Authors: Monica Granfield
Posted: Fri, January 09, 2015 - 4:17:41
Has anyone else wondered if UI design is becoming trendy and fashionable? Like hair, clothing, interiors, and architecture, are user interfaces succumbing to waves of industry trends, becoming period-based creations?
Lately, as I move from one application to another, I have noticed how much applications are all beginning to look more and more alike. It feels very much like the look-alike teenage girls at the mall, with their long, bone-straight hair, in their black NorthFace jackets, skinny jeans, and Ugg boots. They all look in style, but they all look the same. This is the point for teenagers, but is it the point of a good user experience?
There is the style movement of flat UI happening, but then there is the actual presentation. With Windows Metro stepping into the flat but colorful arena first came the welcome new wave of clean, flat UI. It was great to have grids, better use of fonts, and the notion of whitespace all in the game! It’s just that from Google to Apple and beyond, the interfaces and experiences all seem to be so similar, so much so, that at a glance, sometimes I can't tell one from the other.
A few months ago, I was talking to a colleague about an assortment of applications, which had been printed out to get a high-level look at the current state of trending applications in the market. What I immediately noticed was how many apps are using the same visual stylings, such as the same colors, the same rounded images, and the same light outline of the icons. These presentations are nice, except when you can't tell one from the other. Is this because of pressure to get software out the door, and that perpetuating what is a known entity is faster and more predictable?
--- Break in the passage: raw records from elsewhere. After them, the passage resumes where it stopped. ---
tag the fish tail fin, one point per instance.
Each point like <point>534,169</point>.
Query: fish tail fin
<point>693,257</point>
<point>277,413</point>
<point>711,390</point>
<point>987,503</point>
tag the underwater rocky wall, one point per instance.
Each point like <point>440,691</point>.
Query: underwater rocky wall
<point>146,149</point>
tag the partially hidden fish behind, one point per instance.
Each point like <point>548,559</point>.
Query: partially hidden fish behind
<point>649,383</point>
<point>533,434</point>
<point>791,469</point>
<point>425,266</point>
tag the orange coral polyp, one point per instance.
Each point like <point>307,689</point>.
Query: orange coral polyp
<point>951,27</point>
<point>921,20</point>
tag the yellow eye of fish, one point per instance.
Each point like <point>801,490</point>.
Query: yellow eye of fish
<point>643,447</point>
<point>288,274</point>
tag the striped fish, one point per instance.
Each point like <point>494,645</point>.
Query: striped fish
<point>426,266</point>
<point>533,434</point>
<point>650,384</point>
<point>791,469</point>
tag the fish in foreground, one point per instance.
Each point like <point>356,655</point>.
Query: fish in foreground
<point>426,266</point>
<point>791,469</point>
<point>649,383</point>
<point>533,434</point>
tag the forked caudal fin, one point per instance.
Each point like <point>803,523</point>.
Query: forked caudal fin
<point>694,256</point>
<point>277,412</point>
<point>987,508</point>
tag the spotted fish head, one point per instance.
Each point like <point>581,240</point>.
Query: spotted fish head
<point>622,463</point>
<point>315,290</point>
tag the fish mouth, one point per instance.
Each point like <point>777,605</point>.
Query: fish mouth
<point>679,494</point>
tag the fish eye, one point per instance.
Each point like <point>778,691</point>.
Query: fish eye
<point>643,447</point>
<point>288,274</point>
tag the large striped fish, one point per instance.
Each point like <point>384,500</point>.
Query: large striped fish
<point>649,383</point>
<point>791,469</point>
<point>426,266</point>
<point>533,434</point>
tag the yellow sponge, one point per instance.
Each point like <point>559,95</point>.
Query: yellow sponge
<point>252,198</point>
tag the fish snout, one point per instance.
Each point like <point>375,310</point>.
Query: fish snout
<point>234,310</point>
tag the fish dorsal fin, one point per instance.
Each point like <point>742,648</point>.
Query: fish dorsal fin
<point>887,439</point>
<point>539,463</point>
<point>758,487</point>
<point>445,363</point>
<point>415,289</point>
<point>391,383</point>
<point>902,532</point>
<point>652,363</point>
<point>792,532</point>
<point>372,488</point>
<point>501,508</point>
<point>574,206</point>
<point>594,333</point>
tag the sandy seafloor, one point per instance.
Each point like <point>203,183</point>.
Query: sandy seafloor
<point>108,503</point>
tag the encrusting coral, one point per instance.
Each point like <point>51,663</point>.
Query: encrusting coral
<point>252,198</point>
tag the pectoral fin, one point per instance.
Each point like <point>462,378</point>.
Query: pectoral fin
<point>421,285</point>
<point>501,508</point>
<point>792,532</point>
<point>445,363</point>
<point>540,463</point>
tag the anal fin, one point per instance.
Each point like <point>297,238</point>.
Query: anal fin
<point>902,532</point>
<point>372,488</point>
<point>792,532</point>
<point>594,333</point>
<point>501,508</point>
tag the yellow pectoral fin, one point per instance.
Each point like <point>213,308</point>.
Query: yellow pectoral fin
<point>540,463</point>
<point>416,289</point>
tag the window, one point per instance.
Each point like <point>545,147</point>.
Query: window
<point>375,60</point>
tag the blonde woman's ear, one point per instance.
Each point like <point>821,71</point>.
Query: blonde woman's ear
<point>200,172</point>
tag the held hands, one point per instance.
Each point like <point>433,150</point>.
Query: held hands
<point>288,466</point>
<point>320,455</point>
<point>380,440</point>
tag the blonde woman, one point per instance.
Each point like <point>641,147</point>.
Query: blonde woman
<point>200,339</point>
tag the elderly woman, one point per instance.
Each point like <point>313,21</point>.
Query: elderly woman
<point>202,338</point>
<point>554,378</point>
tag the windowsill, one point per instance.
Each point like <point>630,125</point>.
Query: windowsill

The problem with this is creating an experience that is so similar to all others, both visually and experientially, is not only mundane, it also weakens the brand. How do you differentiate your product and promote your brand?
Are we evolving into periods of UI design? There was the "Battleship Gray" era of the late 80s and early 90s, then the colorful, almost bulbous, three-dimensional interfaces of the new millennium. After years of gray, how fun and refreshing it was to have all that color and tangible components. And how can we forget the excitement of the period of interfaces without color, the elegance of the transparent era of glass. Then Windows Metro brought us the clean, crisp, and modern flat UI. This has left me wondering, could we be in the "mid-century" era of UI design? If so, it would be great to have some of the mid-century flare, beyond round user images, to support more distinct visual presentations and overall user experiences. We now have motion graphics that aid in adding distinct dimension to the end-user experience. As we know, similar interaction can be useful and predictable, but if we, as designers, provide the right affordances, interactions should be useable, discoverable, and meet the user’s needs for the intended experience. Will flat UI design, like mid-century design, become a classic look and feel that lasts throughout the ages? Will UI cycle through styles, revisiting various styles and trends again? Will we embrace a style period but still have the confidence to apply unique and identifiable visuals to our own experience, within the mainstream market?
If UI is fashionable, what is the next big trend? Will battleship gray cycle back around or will wavy interfaces with subtle curves come into fashion next? After all, flat hair is out—wavy hair and Bean boots are making a comeback. So maybe it’s time to spice things up in the UX world and not only move beyond the flat hair, fleece, and fuzzy boots, but find your own color boots or fleece this time around.